Am spannendsten ist tatsächlich die extreme Vielzahl an sich ständig ändernden Themen. Regelmäßig entwickeln sich neue aufregende Herausforderungen, die von einem Schlag auf den anderen höchstrelevant werden. Mehr noch: Eigentlich kann man als Gründer nie sagen, was am nächsten Tag oder im nächsten Jahr sind wird.
Was würdest Du beruflich machen, wenn Du nicht in der Payment- und Banking-Industrie arbeiten würdest?
Höchstwahrscheinlich wäre ich in einem generischerem Feld der Beratung gelandet, da ich Abwechslung sehr mag. Das Thema Risikomanagement und später FinTech ist durch ein paar Zufälle entstanden.
Worauf bist du stolz?
Ehrlich gesagt war und ist es die Gründung von pliant selbst, woran ich mich immer wieder erinnere. Vor allem, da wir gleich zum Start mit zwei „black swans“, also Covid-19 und dem Thema Wirecard kämpfen mussten und diese erfolgreich überstanden haben.
Wieso gibt es nicht mehr Frauen in der Tech-Branche?
Das frage ich mich auch manchmal und denke darüber nach, wie wir bei pliant derartige Fragestellungen am besten händeln können.
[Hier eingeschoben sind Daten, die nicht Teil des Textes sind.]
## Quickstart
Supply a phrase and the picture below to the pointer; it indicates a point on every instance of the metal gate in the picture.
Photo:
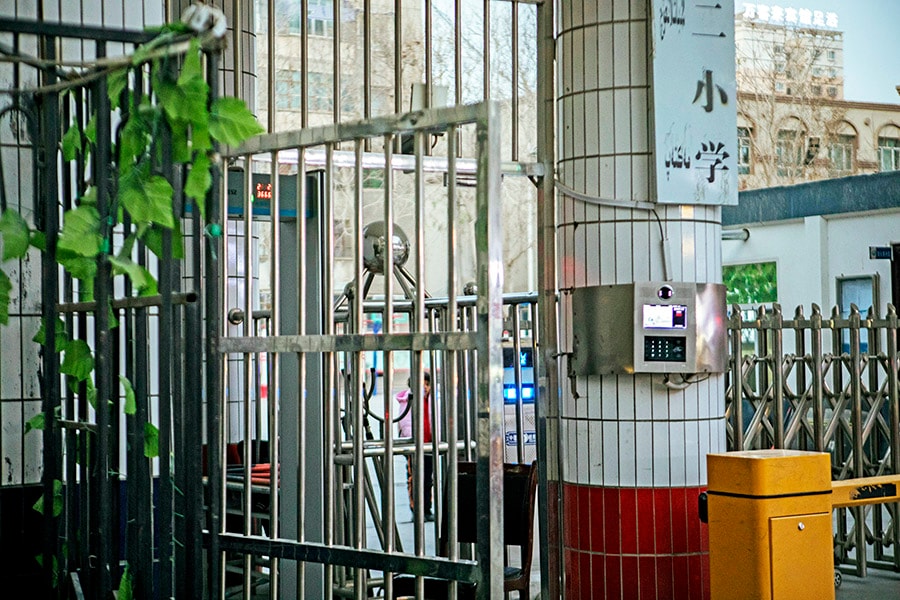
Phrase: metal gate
(309, 503)
(828, 384)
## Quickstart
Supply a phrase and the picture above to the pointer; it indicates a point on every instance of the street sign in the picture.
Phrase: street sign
(880, 252)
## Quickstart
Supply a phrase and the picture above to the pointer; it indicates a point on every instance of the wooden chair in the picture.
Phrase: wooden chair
(519, 490)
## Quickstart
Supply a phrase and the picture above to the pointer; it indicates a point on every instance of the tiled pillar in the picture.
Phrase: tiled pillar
(633, 450)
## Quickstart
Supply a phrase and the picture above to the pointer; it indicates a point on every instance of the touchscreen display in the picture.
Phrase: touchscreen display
(665, 316)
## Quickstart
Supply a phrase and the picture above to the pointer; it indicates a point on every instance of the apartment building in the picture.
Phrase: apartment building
(794, 123)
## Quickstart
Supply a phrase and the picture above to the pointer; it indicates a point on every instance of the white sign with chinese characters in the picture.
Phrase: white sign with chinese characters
(790, 16)
(695, 101)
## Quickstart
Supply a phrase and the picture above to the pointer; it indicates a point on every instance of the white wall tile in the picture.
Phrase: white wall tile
(609, 405)
(611, 453)
(595, 453)
(692, 452)
(677, 472)
(623, 114)
(644, 453)
(627, 456)
(661, 464)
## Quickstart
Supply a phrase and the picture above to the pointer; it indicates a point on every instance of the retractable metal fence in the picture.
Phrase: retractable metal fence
(118, 370)
(317, 515)
(828, 384)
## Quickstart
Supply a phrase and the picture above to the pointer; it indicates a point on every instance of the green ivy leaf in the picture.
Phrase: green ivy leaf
(134, 139)
(57, 500)
(199, 181)
(125, 590)
(89, 197)
(5, 289)
(15, 234)
(184, 99)
(62, 337)
(92, 394)
(90, 131)
(151, 440)
(200, 141)
(38, 240)
(152, 237)
(130, 402)
(115, 85)
(77, 360)
(141, 278)
(231, 122)
(36, 422)
(181, 151)
(80, 242)
(81, 232)
(147, 198)
(71, 142)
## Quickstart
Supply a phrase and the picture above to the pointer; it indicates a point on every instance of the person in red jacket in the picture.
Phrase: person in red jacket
(405, 430)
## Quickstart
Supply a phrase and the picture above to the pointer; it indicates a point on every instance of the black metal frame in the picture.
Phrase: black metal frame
(151, 522)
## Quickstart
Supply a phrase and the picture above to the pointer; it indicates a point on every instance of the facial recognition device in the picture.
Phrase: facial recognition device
(649, 327)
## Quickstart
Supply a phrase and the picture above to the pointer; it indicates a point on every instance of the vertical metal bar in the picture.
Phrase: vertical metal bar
(856, 427)
(457, 51)
(818, 375)
(398, 60)
(514, 76)
(775, 359)
(301, 274)
(358, 366)
(237, 53)
(70, 441)
(893, 371)
(273, 378)
(194, 410)
(489, 482)
(486, 65)
(330, 400)
(802, 409)
(336, 49)
(367, 61)
(248, 360)
(452, 398)
(141, 473)
(517, 374)
(304, 63)
(737, 387)
(546, 370)
(429, 52)
(50, 392)
(387, 489)
(418, 326)
(102, 293)
(216, 201)
(180, 455)
(166, 386)
(270, 69)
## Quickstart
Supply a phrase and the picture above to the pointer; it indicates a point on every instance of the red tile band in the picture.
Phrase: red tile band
(634, 543)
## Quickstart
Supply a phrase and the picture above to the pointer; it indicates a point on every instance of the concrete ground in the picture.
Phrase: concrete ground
(877, 585)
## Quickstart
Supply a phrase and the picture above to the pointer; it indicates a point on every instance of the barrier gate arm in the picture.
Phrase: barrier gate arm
(865, 490)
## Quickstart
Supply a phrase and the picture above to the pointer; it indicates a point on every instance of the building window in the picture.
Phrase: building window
(320, 18)
(289, 91)
(744, 141)
(841, 154)
(889, 153)
(789, 152)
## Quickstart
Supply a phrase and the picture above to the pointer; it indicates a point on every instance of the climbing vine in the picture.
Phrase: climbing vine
(176, 119)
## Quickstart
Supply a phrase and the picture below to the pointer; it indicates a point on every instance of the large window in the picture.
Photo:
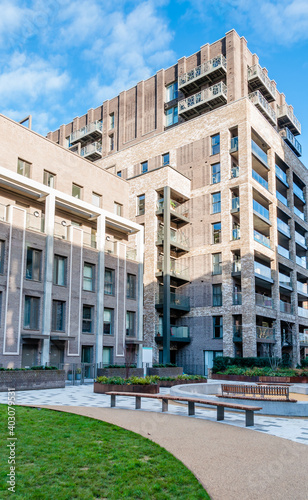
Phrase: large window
(58, 316)
(217, 295)
(217, 327)
(88, 277)
(108, 321)
(215, 173)
(59, 270)
(23, 168)
(109, 281)
(171, 116)
(87, 319)
(131, 286)
(130, 323)
(32, 312)
(216, 207)
(215, 144)
(33, 264)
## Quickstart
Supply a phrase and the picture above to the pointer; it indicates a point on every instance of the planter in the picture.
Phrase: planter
(145, 389)
(28, 380)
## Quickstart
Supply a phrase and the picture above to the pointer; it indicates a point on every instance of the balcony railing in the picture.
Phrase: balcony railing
(257, 78)
(217, 91)
(261, 238)
(93, 129)
(285, 307)
(262, 104)
(283, 227)
(258, 152)
(260, 210)
(289, 138)
(203, 70)
(259, 179)
(263, 301)
(265, 333)
(286, 117)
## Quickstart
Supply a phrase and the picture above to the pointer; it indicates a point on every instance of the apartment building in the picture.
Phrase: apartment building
(71, 263)
(210, 151)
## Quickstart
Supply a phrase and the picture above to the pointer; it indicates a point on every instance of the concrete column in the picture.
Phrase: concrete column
(47, 308)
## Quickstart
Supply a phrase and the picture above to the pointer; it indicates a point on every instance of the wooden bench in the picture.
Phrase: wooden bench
(249, 410)
(256, 392)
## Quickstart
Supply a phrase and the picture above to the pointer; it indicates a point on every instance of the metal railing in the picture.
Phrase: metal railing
(202, 70)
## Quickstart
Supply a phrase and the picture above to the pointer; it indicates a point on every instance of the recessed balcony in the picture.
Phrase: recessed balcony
(209, 71)
(263, 106)
(205, 100)
(286, 118)
(92, 131)
(291, 141)
(258, 80)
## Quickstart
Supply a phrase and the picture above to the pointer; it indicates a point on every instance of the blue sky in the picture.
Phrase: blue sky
(58, 58)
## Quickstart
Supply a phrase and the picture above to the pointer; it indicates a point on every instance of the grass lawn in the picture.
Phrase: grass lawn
(64, 457)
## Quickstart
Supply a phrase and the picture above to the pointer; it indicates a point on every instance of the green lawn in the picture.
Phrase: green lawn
(65, 457)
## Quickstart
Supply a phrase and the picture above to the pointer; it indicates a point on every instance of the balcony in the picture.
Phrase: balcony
(205, 100)
(259, 179)
(265, 334)
(209, 71)
(291, 141)
(263, 301)
(285, 307)
(261, 238)
(283, 228)
(257, 79)
(92, 131)
(286, 118)
(263, 106)
(92, 151)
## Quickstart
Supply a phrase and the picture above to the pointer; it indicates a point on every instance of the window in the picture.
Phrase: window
(171, 116)
(216, 228)
(111, 120)
(31, 312)
(141, 204)
(165, 158)
(215, 173)
(216, 203)
(96, 199)
(108, 321)
(217, 295)
(217, 327)
(59, 270)
(49, 179)
(131, 286)
(144, 167)
(76, 191)
(171, 91)
(23, 168)
(88, 277)
(109, 281)
(58, 316)
(216, 263)
(215, 144)
(87, 319)
(117, 208)
(33, 264)
(2, 250)
(130, 323)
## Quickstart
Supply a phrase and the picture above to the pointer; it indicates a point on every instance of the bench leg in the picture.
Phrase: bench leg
(220, 413)
(164, 405)
(249, 418)
(191, 408)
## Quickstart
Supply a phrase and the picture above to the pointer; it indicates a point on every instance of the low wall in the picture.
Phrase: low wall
(29, 380)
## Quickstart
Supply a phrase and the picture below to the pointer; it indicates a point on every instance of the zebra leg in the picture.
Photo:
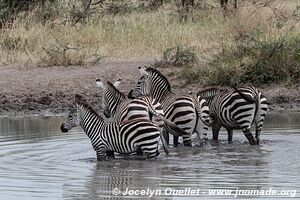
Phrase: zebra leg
(150, 153)
(257, 133)
(101, 154)
(229, 132)
(249, 136)
(187, 141)
(175, 141)
(110, 154)
(139, 151)
(166, 135)
(201, 130)
(215, 130)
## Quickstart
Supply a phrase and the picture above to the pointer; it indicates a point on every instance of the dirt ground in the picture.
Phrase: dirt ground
(51, 90)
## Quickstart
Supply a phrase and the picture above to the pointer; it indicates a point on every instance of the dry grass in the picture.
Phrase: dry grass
(133, 36)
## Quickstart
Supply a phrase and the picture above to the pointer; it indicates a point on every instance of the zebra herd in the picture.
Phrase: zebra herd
(151, 112)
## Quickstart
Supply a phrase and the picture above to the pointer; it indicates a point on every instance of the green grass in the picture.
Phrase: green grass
(256, 43)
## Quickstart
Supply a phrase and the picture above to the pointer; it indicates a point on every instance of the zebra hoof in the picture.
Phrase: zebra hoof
(139, 151)
(187, 144)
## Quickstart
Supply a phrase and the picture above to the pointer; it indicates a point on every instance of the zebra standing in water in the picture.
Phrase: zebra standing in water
(115, 105)
(189, 112)
(124, 137)
(236, 109)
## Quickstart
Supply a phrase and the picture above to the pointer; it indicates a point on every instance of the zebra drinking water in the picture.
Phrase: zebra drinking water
(122, 137)
(189, 112)
(116, 105)
(236, 109)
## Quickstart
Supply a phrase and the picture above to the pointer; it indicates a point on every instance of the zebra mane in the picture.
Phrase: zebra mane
(109, 84)
(163, 77)
(210, 92)
(82, 102)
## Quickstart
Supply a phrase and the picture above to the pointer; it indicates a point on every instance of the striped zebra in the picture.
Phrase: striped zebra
(116, 106)
(236, 109)
(106, 138)
(189, 112)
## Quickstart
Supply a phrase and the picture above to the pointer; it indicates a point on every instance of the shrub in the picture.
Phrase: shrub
(252, 61)
(61, 54)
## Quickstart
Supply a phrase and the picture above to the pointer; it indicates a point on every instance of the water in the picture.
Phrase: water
(37, 161)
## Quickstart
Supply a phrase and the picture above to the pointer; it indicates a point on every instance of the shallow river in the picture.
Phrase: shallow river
(37, 161)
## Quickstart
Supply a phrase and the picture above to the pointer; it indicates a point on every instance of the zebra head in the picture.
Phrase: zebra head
(152, 83)
(73, 118)
(108, 92)
(140, 89)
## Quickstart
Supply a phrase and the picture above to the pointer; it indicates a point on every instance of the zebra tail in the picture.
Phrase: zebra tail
(244, 96)
(164, 143)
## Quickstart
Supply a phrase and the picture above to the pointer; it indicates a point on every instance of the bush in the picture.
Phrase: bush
(61, 54)
(254, 61)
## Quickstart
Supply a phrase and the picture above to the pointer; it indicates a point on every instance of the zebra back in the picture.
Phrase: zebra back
(122, 137)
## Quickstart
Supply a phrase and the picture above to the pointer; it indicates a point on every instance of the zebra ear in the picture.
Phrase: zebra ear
(117, 83)
(99, 84)
(143, 71)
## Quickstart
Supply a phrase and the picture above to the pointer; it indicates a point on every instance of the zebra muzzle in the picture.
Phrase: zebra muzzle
(63, 128)
(130, 95)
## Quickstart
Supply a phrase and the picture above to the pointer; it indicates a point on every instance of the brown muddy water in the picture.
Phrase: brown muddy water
(37, 161)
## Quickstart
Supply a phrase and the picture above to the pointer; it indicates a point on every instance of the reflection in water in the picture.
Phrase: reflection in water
(37, 161)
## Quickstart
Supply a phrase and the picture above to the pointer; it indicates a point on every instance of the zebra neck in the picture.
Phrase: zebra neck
(91, 123)
(161, 95)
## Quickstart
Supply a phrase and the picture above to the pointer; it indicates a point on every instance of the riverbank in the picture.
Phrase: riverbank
(50, 90)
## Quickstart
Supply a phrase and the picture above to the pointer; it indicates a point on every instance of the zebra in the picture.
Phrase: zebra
(189, 112)
(107, 138)
(236, 109)
(115, 105)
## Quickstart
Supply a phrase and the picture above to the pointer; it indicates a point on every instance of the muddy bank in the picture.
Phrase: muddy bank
(51, 90)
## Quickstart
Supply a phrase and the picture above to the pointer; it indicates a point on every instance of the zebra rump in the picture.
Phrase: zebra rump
(236, 109)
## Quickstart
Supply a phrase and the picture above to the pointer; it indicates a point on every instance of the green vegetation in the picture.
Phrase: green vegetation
(257, 43)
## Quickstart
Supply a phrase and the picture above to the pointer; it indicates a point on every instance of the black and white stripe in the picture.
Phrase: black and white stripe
(116, 106)
(236, 109)
(188, 112)
(124, 137)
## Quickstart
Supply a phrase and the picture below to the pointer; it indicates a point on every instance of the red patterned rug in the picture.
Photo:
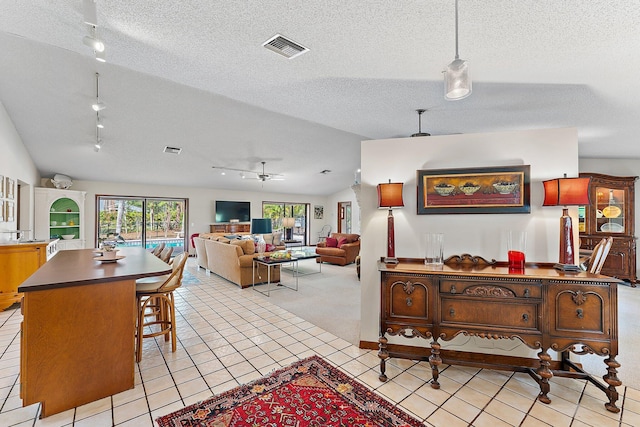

Ehrlich gesagt versuchen wir bei uns ausgewogen einzustellen. Wenn allerdings 50% unseres Teams aus dem Technologiebereich besteht und sich für diesen Sektor nur eine Frau unter 20 Bewerbern befindet, stehen wir vor vollendeten Tatsachen und müssen trotzdem das Team ausbauen.
Wenn man das Tech Team allerdings rausrechnet, haben wir wiederrum eine sehr ausgegelichene Gesamtsituation innerhalb des gesamten Teams. Für die Zukunft müsste sich meiner Meinung nach vordergründig etwas im Ausbildungsbereich ändern und IT-Jobs attraktiver für Frauen gemacht werden. An der Nachfrage kann es zumindest nicht liegen.
Bei welchem Unternehmen würdest Du gerne mal einen Tag arbeiten?
Ich lache gerne und höre viele Podcasts von US Komikern. Dort wäre es mal spannend in einer Produktion vorbei zu schauen.
Mit wem würdest Du gerne ein Bier trinken?
Nichts ist schöner als ein Bier mit guten Freunden. Da kann man am besten abschalten. Man muss nicht immer nur und ausschließlich neue Leute kennen lernen.